Jours
N°7
St Mary Street donne sur
Tinakori road. Depuis le cottage au 14 de la rue, il faut
descendre sur cinquante mètres, au maximum pour rejoindre Tinakori road, si on
prend sur sa gauche, vers le nord, ça descend aussi, mais plus tranquillement,
sur un Km avant d’atteindre « Wellington urban motorway » par lequel
il est possible de longer une bonne partie de l’ouest de la grande baie. Le
petit bout de Tinakori, juste après le croisement, il y a un café, deux
antiquaires et surtout deux galeries de peintures dont l’une appartient à Shona
Moller, elle est elle-même peintre. En ce moment la galerie expose une
collection de ses œuvres avant que l’ensemble s, soit exposé
à Londres, durant trois semaines. Elle a peint sur de grands châssis, des vues
de sa ville en majorité, quelques natures mortes, des bouquets de fleurs
surtout. Des couleurs vivent explosent au visage dès la porte d’entrée
franchie, les rues, les immeubles, les cabines de plage, les docks abandonnés,
tout est en couleur et je ne peux en détacher mes yeux facilement, les seuls
mots qui me viennent à l’esprit sont : « j’aime », « j’aime
regarder ainsi cette ville », « je suis joyeux », il y a de
l’élan, du don, les formes sont esquissées à gros traits. En dire davantage
serait affaire de spécialistes, de connaisseurs. Elle ose. Il y a un piano, il
y a une cabane. Le premier est posé à la terrasse d’un café, nul besoin de
pianiste, la musique, l’âme sont là toutes les deux.
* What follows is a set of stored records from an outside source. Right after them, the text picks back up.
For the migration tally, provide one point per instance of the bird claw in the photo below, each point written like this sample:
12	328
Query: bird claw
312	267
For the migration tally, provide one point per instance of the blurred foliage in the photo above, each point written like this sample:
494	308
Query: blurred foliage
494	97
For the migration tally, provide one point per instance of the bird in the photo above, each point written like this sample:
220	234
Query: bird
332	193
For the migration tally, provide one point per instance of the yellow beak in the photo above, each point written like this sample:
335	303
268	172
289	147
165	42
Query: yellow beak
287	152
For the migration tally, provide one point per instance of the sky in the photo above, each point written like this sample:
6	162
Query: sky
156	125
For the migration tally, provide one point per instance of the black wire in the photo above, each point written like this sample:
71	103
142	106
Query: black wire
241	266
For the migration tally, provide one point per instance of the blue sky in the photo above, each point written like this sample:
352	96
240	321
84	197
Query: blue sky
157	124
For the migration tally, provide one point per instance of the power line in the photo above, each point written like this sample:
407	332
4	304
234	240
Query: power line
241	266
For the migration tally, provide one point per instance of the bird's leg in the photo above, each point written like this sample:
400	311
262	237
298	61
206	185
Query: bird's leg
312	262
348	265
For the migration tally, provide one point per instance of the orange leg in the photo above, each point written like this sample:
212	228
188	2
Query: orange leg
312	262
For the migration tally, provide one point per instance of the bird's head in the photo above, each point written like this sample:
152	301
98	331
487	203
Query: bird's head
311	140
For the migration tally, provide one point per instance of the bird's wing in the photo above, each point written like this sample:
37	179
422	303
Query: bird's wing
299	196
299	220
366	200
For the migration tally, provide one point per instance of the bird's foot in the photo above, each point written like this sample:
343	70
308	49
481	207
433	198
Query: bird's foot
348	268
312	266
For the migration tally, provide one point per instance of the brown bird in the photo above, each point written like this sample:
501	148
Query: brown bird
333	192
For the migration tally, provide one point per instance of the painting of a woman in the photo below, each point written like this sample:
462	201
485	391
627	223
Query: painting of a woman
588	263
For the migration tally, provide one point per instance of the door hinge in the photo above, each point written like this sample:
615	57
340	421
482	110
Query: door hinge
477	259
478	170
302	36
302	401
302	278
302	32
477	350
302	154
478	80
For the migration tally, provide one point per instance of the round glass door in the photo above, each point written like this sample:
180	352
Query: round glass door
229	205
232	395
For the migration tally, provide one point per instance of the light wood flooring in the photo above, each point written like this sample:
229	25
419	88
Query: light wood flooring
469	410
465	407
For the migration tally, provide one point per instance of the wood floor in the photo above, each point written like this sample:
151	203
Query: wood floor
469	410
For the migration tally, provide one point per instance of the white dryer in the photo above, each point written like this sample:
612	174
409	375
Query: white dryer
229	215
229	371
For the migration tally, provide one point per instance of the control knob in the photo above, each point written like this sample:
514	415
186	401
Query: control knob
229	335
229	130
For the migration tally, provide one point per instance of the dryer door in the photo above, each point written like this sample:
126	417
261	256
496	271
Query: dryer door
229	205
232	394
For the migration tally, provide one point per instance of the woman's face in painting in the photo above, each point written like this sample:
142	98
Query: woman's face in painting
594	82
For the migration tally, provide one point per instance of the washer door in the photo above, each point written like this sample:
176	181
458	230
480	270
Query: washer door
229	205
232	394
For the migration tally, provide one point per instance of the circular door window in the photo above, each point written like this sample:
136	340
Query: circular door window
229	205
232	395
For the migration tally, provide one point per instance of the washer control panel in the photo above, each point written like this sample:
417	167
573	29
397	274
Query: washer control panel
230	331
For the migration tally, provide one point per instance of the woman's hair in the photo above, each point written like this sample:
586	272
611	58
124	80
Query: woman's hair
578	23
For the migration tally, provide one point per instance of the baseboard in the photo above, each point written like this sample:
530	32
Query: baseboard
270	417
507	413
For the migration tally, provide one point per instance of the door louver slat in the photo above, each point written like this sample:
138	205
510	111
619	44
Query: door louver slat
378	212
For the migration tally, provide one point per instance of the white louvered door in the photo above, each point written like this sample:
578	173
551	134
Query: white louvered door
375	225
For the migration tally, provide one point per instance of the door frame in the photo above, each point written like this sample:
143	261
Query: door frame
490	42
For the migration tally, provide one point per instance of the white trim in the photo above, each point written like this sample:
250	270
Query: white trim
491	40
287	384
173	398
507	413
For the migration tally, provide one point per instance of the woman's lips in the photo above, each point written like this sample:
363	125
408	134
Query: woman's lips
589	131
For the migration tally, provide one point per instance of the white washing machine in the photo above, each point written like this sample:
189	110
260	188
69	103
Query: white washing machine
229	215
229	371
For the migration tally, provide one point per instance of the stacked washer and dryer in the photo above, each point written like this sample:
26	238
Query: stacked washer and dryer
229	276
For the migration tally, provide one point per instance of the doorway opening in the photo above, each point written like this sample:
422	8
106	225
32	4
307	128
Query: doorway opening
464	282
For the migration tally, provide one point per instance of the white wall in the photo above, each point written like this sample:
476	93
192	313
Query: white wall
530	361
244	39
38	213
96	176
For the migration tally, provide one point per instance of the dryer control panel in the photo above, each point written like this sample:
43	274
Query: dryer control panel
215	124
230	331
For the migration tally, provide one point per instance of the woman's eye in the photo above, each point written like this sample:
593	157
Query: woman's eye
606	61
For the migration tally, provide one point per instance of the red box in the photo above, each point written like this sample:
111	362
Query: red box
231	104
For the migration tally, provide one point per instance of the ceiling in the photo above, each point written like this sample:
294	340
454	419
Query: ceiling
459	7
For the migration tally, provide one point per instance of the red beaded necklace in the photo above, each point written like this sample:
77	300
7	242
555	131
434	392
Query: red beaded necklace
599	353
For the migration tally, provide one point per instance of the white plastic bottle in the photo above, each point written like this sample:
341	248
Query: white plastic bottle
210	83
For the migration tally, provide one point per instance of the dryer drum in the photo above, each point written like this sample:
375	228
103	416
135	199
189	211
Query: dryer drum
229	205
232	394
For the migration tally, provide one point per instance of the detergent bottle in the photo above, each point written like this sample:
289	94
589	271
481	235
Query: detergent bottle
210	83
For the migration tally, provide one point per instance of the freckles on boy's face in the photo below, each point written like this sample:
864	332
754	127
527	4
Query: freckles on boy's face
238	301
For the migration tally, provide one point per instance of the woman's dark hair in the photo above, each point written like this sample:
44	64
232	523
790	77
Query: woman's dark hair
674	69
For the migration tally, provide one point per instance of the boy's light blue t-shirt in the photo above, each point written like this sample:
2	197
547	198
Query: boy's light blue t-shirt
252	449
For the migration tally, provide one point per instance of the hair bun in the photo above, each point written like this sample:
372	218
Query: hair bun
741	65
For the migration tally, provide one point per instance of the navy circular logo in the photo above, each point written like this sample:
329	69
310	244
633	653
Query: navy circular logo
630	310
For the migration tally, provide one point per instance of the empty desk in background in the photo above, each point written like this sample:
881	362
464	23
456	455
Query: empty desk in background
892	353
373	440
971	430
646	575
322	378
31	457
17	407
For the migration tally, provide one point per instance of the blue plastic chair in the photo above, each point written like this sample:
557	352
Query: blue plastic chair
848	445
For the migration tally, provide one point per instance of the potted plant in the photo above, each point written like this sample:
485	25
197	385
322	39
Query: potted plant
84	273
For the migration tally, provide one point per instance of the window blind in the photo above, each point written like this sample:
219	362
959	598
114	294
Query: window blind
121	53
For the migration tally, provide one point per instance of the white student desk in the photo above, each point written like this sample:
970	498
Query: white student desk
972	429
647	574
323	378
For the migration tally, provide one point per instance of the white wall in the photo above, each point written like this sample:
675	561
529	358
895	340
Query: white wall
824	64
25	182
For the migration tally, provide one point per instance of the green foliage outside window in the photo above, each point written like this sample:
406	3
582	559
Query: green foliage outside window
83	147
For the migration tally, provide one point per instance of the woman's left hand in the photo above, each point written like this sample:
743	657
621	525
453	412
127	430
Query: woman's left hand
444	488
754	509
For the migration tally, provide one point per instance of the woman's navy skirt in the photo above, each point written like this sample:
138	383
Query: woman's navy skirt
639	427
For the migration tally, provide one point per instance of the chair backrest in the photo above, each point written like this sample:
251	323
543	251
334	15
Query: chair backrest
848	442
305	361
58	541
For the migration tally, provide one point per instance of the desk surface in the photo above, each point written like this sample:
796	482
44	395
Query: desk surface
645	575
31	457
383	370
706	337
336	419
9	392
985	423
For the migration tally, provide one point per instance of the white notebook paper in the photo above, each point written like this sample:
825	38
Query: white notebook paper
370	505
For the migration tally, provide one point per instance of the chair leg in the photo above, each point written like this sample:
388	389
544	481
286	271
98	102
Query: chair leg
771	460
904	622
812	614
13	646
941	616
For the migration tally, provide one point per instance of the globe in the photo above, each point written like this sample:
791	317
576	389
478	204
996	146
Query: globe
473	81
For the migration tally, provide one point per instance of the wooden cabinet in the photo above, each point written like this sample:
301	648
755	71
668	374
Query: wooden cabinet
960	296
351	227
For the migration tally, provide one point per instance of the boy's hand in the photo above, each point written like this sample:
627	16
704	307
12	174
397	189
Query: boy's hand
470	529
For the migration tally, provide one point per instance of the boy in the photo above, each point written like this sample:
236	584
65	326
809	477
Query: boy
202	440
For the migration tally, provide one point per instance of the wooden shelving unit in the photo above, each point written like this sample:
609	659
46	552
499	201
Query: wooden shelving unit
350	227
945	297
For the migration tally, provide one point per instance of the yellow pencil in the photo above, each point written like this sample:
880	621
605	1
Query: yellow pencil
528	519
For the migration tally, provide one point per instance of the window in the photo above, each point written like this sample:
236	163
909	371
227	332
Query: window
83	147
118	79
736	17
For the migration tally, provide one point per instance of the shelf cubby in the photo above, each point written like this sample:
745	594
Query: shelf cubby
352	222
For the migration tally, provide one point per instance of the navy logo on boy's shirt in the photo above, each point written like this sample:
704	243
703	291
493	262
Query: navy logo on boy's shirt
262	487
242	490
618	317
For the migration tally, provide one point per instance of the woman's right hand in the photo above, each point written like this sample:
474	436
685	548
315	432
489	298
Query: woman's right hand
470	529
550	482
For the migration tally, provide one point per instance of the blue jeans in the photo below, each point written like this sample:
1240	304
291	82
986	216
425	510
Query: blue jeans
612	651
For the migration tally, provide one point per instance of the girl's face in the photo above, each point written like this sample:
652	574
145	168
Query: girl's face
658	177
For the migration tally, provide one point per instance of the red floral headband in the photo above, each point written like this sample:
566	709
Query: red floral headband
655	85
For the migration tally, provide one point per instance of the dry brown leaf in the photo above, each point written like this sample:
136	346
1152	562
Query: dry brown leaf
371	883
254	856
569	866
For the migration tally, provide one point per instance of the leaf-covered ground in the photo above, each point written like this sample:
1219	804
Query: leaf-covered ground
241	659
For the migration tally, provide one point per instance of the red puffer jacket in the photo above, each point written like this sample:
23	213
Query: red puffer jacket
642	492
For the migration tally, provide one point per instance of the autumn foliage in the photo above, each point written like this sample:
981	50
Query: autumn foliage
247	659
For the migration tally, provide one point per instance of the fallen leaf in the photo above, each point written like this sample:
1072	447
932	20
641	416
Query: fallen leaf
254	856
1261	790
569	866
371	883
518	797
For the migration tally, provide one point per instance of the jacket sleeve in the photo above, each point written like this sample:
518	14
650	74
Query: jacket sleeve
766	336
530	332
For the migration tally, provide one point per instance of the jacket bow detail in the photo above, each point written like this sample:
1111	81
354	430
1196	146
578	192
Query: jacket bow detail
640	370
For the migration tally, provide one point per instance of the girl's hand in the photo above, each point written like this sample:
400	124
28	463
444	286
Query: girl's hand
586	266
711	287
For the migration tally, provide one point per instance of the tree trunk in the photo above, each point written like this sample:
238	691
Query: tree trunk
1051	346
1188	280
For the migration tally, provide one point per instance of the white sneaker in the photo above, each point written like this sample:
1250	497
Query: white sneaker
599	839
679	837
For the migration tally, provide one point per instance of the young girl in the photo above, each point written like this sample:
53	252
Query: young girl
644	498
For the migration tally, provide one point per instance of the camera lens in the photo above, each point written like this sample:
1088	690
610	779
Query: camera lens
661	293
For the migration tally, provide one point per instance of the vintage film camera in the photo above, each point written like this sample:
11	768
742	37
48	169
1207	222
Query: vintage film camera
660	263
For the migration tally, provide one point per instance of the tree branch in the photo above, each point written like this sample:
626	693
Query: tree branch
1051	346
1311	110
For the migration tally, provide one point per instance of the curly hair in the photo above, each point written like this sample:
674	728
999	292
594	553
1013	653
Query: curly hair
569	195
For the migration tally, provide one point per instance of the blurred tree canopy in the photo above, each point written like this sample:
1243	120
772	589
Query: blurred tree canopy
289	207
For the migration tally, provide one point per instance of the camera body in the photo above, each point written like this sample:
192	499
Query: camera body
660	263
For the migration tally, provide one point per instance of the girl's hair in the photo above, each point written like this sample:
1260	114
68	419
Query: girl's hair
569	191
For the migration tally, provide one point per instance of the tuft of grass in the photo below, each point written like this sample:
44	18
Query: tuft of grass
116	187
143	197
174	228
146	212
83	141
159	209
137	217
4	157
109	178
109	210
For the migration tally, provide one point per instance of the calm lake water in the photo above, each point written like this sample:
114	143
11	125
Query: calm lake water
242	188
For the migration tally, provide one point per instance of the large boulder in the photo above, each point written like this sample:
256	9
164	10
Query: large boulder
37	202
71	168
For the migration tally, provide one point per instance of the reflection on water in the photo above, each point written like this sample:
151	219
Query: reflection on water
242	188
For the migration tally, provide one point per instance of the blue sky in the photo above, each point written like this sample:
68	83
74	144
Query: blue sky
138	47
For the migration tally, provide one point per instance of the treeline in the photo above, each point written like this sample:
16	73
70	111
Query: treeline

La cabane est abandonnée
dans une forêt et bientôt elle sera mangée par les arbres immenses qui
avancent, ensemble, vers elle. Un tableau échappe à ce qui semble avoir été
l’un des axes directeur de son travail, il s’agit d’une représentation exacte
du plan des transports urbains en surface de la ville de Londres, sans de force
particulière dans les couleurs, des traits noirs, rouge sur un ensemble blanc, toutes
les stations d’arrêt ont un nom maori. Le tableau s’intitule « TU BE » ; TU en maori signifie « tiens-toi » et
BE…, bien entendu c’est une référence à Shakespeare.
Il
faut oser être, dans sa vie. Ne pas craindre d’être révélé à soi-même par une
série d’actes, de paroles et de pensées, sois toi-même encore inconnu un
instant, révélé l’instant suivant, sois aussi le Monde, sois
Je ne
sais si en Nouvelle Calédonie les artistes sont prêts à cette mise à nue,
rencontre indispensable avec soi-même. Il faut travailler, se confronter, oser
ne pas avoir d’identité.
L’autre
galerie sur Tinakori, j’y entrerai un peu plus tard, mais je devine déjà que
c’est tout autre chose. Les peintures me plaisent aussi, des plages, des
grèves, de vieilles barques, des gens au travail de la mer, d’autres qui
déambulent sans but, apparemment, le port. Par la vitrine je devine beaucoup de
toiles le représentant. On verra plus tard. Ce petit coin de Wellington me
plait vraiment. D’autres lieux, d’autres carrefours, d’autres galeries d e
peintures, des cafés, des cordonniers, j’en ai dénombré près d’une dizaine sur
le chemin entre St Mary et Cuba Street, au centre ville ! Des antiquaires,
des vies de quartiers. Celui-ci sur les hauteurs domine le fameux C.B.D et la
maison du Parlement en forme de ruche telle qu’on les voit dessinées sur les
pages de livres d’enfants. Je vois dans cette vie comme une résistance au
contrôle, à l’hyper organisation, au commandement du politique, de
l’administratif, de l’économie de rentabilité sur la population. La population,
c’est le vie réelle, celle du quotidien, de la respiration des hommes, le
souffle qui nous anime depuis des millénaires, ce quotidien, notre amours, nos
amitiés, nos angoisses, nos joies, parfois le bonheur.